我深吸了一口气,自己劝自己认命吧,或许是因为选择了鬼事传人这个职业,注定命运不济,雅雪永远消失在五行之外,而沈冰又是遥不可及。
正胡思乱想着,忽然间在人群中看到一对男女在人流中走向大门口,这个女人熟悉的背影把我眼珠吸引的几乎掉下来。
她是沈冰!
绝对不会看错,她烧成灰我也认得。我心里开始苦笑,这句台词用在这儿好像不太恰当,但这个比喻能够表明我对她是如何刻骨铭心。她还是穿着那件白色风衣,背影显得多么娇俏多姿,可是她旁边的那个男人太***煞风景了。
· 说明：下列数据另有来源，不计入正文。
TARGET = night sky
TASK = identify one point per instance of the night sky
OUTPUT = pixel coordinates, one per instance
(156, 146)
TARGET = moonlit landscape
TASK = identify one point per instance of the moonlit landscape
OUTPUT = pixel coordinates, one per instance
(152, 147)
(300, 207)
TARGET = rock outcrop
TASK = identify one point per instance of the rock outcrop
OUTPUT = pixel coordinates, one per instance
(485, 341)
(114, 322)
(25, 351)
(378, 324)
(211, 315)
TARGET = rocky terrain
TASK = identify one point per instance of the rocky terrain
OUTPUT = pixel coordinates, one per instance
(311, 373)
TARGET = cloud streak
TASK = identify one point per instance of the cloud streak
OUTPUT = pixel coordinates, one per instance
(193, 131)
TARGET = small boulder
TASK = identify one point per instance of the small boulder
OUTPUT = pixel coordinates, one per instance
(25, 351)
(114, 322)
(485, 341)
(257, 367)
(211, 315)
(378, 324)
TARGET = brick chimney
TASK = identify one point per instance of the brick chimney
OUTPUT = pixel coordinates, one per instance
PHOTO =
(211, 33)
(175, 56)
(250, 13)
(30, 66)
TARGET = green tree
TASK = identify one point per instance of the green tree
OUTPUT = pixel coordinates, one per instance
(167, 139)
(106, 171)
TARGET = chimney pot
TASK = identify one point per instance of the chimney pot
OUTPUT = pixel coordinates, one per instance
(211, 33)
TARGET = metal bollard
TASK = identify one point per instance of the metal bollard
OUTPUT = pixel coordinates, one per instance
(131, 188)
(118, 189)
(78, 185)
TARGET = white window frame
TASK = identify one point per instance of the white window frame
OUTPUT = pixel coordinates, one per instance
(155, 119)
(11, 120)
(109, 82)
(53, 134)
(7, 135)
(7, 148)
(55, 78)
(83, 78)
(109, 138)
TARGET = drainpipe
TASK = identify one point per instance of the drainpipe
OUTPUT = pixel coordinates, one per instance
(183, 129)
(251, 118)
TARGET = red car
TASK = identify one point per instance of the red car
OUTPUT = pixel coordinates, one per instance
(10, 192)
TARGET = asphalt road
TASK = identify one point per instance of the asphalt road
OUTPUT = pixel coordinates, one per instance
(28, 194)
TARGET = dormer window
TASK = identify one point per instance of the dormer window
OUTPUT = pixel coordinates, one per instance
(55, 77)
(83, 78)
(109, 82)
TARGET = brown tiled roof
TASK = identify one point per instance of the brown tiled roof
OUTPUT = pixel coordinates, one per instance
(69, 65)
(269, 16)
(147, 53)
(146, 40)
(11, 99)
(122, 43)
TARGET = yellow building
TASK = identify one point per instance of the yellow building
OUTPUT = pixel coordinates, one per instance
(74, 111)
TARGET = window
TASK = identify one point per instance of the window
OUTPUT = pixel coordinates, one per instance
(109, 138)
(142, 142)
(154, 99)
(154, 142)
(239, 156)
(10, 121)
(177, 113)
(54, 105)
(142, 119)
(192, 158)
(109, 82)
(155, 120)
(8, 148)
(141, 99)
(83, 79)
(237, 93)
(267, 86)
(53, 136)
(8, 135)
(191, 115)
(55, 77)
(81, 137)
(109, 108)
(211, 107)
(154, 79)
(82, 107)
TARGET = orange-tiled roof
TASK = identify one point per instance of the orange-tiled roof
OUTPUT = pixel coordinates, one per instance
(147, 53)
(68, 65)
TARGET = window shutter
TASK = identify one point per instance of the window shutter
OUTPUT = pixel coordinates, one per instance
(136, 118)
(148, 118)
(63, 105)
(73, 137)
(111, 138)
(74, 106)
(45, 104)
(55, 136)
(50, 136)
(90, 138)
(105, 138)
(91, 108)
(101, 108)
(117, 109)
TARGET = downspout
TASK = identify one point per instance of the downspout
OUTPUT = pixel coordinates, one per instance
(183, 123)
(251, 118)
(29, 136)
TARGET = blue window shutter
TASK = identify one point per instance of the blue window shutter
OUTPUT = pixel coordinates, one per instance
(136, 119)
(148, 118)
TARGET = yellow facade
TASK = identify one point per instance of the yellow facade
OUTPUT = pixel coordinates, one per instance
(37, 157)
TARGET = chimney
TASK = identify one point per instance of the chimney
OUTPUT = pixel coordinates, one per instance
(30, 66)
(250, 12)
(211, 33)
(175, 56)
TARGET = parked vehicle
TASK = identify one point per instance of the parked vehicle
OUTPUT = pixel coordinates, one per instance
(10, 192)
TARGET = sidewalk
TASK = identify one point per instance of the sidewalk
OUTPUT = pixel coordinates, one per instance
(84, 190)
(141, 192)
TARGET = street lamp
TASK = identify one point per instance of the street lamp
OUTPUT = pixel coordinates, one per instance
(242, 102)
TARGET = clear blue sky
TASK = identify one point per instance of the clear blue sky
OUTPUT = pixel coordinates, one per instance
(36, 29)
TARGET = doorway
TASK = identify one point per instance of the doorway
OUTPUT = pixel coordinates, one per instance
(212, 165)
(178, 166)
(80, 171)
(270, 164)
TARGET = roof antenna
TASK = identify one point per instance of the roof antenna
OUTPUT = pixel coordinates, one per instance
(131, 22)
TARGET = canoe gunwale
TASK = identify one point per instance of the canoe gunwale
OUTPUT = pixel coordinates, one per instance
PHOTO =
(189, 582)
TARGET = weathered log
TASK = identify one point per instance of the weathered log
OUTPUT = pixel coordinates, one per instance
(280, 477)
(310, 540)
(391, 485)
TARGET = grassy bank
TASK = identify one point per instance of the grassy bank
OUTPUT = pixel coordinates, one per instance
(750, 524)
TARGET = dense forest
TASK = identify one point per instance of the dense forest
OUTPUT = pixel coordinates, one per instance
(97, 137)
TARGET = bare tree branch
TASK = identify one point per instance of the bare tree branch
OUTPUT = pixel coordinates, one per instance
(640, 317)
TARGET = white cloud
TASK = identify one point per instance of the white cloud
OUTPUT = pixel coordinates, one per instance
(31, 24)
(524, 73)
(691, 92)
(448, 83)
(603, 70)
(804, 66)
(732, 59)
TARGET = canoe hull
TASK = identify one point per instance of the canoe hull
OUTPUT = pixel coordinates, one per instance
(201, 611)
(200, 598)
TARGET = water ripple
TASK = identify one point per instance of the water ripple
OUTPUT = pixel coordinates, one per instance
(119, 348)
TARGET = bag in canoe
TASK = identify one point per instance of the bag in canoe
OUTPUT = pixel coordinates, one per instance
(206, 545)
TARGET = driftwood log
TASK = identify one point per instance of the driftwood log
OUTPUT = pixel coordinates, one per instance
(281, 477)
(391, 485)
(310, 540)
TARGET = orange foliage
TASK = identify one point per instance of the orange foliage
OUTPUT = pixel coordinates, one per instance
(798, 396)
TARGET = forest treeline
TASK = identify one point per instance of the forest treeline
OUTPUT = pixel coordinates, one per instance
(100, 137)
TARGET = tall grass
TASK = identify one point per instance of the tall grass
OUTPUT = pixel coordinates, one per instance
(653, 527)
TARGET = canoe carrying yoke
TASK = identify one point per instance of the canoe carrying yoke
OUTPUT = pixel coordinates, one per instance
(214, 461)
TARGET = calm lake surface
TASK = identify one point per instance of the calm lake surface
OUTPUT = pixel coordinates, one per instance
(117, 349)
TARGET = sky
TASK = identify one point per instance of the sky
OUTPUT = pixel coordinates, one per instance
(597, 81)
两个人显得很亲热,一边走一边谈笑风生,让我的心开始结冰了!
在这一刻,我多想认错人,可是老子的眼睛就是那么亮,并且沈冰不时转头看着旁边的男人,这张侧脸怎么都不会看错。
我发觉自己像个泥塑一样,全身冰冷的看着他们两个走出寺门,我的呼吸几乎都停止了。
直到他们的背影消失,我的目光还定格在寺门上。有个比较熟悉的人影也从视线中走过,我半天没有缓过神,根本视而不见,把一切都当做了冰冷的空气。
“习风,那不是在火车上捉鬼的老头吗?”这时王子俊回来了,在我身边叫道。
我猛然醒过来,顺着他的手指,看见姓梁的老家伙走出了寺门,消失在转角处。我慌忙站起来对王子俊说:“走,跟上他。”